'No one wants to listen to us': angry Kliptown residents turn to SAHRC

The SA Human Rights Commission joined residents on a walk-about to identify problems in Kliptown, where raw sewage flowing down the streets is a common sight.
The SA Human Rights Commission joined residents on a walk-about to identify problems in Kliptown, where raw sewage flowing down the streets is a common sight.
Image: Sebabatso Mosamo/Sunday Times

Residents of historic Kliptown, Soweto, blame empty promises by government officials - specifically the lack of decent housing, electricity and flushing toilets, which often leads to sewage running across the streets and even into their yards - for their frustration.

They lodged a complaint with the SA Human Rights Commission (SAHRC), which conducted a site inspection of the historic area on Monday.

"We just want better living conditions. We're also entitled to the right of privacy," said one resident, George Mohlala.

Mohlala said the community had written to the commission because previous attempts to get authorities to the area had been unsuccessful. "We have tried everything, be it writing to the local, provincial and national governments, but it seems no one wants to listen to us," he said.

Along with chemical toilets, Kliptown residents also use the bucket system.
Along with chemical toilets, Kliptown residents also use the bucket system.
Image: Sebabatso Mosamo/Sunday Times

Monica Nathan, 77, said she wished for a decent house and a flush toilet.

"It's bad here. We have been complaining, but get empty promises. It's very degrading that we sometimes have to use the bucket system because there's too many of us who use these mobile communal toilets. They are too smelly and dirty," she said.

The overused mobile toilets are located right in front of people's homes and give off a pungent smell. 

Buang Jones of the SAHRC said the inspection followed allegations by residents that the Kliptown urban renewal project had not improved the environment or people's socio-economic conditions, despite millions being allocated to regenerate the area.

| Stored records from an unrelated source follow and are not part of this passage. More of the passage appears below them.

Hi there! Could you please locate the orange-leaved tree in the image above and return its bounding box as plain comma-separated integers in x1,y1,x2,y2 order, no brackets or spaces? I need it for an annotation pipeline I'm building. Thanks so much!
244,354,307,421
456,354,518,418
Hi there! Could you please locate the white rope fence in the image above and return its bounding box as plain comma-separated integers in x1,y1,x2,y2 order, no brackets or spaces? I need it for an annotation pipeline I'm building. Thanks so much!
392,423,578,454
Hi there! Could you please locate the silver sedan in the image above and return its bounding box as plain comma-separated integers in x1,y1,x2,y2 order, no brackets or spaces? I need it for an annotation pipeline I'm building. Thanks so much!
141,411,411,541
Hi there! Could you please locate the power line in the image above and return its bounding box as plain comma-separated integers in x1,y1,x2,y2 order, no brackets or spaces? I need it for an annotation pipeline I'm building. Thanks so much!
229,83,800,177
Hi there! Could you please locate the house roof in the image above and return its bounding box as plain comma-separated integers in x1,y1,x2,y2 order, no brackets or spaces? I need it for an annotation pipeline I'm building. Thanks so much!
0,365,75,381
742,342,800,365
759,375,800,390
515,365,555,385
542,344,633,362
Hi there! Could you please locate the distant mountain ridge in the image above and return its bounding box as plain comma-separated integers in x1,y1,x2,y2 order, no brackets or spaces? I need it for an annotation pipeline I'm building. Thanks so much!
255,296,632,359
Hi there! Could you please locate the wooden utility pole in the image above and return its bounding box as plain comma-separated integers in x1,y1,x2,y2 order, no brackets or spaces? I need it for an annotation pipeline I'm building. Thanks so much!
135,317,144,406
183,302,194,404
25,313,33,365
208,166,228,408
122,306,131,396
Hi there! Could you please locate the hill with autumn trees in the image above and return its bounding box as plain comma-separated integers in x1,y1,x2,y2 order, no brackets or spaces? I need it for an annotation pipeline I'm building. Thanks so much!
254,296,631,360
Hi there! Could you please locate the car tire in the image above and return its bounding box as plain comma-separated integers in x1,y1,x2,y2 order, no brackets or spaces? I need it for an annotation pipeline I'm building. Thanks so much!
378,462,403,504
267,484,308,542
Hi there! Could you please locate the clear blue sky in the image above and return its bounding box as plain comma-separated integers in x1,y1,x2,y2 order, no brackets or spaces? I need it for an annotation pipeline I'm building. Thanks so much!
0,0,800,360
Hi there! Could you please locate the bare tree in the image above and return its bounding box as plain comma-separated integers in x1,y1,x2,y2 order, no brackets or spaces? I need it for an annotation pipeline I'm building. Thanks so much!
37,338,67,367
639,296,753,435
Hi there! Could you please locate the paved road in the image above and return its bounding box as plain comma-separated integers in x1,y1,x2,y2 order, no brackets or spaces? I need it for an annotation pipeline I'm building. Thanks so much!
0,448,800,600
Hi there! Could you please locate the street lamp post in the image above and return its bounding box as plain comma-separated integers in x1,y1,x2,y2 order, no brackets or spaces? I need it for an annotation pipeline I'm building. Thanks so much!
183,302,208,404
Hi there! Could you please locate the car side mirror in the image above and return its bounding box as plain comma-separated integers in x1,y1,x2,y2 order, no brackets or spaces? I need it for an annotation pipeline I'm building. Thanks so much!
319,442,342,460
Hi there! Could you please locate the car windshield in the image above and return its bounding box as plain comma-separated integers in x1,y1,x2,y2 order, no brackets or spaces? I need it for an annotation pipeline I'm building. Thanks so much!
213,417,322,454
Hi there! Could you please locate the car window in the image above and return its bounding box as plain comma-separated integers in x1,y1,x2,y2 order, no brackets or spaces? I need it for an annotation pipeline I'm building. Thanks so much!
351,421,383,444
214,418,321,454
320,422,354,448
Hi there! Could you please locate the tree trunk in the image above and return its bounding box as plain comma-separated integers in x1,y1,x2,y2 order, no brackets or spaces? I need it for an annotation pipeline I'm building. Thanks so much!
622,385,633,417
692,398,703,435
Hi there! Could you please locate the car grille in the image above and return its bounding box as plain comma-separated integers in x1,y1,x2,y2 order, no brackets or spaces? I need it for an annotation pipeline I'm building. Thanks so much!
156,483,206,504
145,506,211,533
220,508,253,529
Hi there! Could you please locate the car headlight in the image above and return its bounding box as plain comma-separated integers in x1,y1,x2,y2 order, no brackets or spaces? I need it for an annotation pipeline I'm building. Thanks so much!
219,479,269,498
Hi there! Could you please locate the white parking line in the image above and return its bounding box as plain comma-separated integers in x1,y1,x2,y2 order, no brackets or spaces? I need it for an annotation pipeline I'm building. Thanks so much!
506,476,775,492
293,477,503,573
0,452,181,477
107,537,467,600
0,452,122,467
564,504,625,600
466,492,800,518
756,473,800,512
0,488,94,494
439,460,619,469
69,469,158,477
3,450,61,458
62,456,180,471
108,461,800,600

Residents of Kliptown are still forced to share a few portable toilets - or resort to the bucket system.
Residents of Kliptown are still forced to share a few portable toilets - or resort to the bucket system.
Image: Sebabatso Mosamo/Sunday Times

The programme, which started in 2002, was aimed at clearing the greater Kliptown area of informal settlements and providing residents with government-subsidised formal housing units. 

Reflecting on what the commission had observed, Jones said it was concerning to see the deplorable conditions that residents had to endure.

"What we've seen is sheer neglect, a sheer violation of constitutional responsibilities, of ensuring that people live in dignity and enjoy basic socio-economic rights," he said.

What we've seen is sheer neglect."
Buang Jones of the SAHRC

Resident Urika Pais said it was heartbreaking that such dire living conditions were common in the historic township where the Freedom Charter was adopted in 1955.

"We have tourists coming here daily, we have movies being shot - but nothing for the community. Even the booming businesses hardly ever employ people in the area. It's heartbreaking and dehumanising," she said.  

Jones said Kliptown was one of the few places in Soweto that remained neglected and urgent intervention was needed. 

"It is disheartening that a place that is a heritage landmark for our democratic country has been neglected like this ... Something needs to be done, our role is to hold government accountable and demand answers," he said. 

Jones said after the inspection the commission would write to the provincial government to share residents'concerns and would demand a response within 30 days. 

"We are going to request the city of Johannesburg and the provincial government to attend to the needs of the people of Kliptown. We also hope to have a round-table discussion with both the provincial and the city government to find lasting solutions."